Handhelds Catch On with Doctors
The human body is an immensely complicated piece of machinery and the maintenance technicians, generally called doctors, have to keep track of a tremendous amount of information in order to do their jobs well. Increasingly, they are turning to handhelds to help them mange all the data.
Since 1999, the number of doctors in the U.S. using handhelds as an integral part of their everyday practice has almost doubled from 10% to 18% this year. That number jumps up to 33% among doctors under the age of 45.
These figures come from a recent study carried out by Harris Interactive. They go on to predict that about half of all U.S. doctors will be using handheld devices by 2004 or 2005, though not necessarily for business-related purposes.
One of the purposes doctors are using handhelds for now it to keep track of the huge number of prescription drugs and how the interact. This is made much easier by ePocrates, who offers qRx 4.0 for free.
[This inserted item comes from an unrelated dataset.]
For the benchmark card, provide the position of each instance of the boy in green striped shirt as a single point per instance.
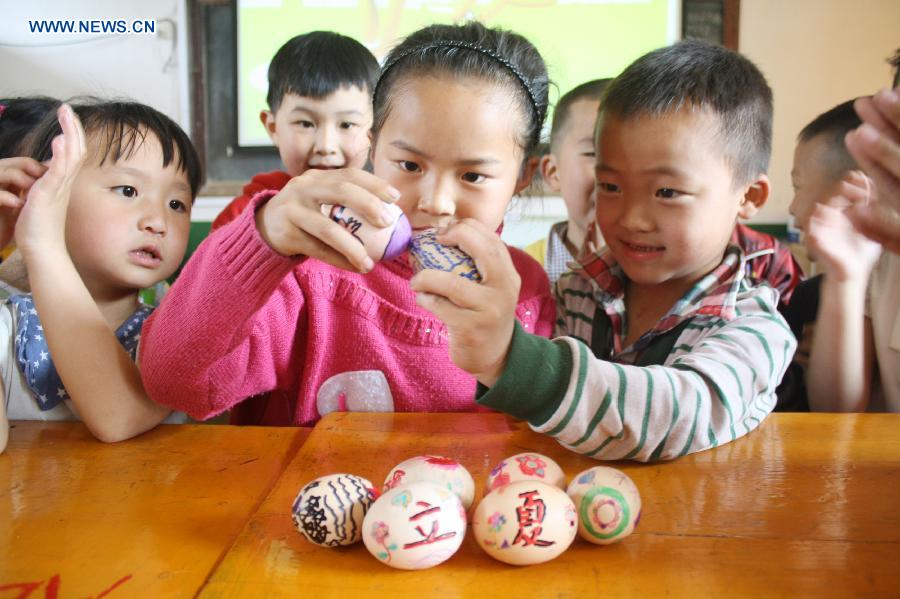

This is a database that lists point-of-care information for all of the most commonly prescribed medications, from Abelcet to Zyrtec. It requires about 1.3 MB of memory on the handheld and gets updated regularly. It is being used by over 250,000 physicians.
ePocrates also offers qID 1.0, which allows doctors to find antimicrobial treatment recommendations in five seconds or less without complicated cross-referenced tables. It has concise yet complete information on over 400 bugs and 400 drugs and interfaces with qRx. It is also completely free. It takes up about 700 KB of memory.
At this time, neither application is compatible with removable expansion cards.
Any doctor with a Palm handheld would be well served by at least looking into using these free reference applications.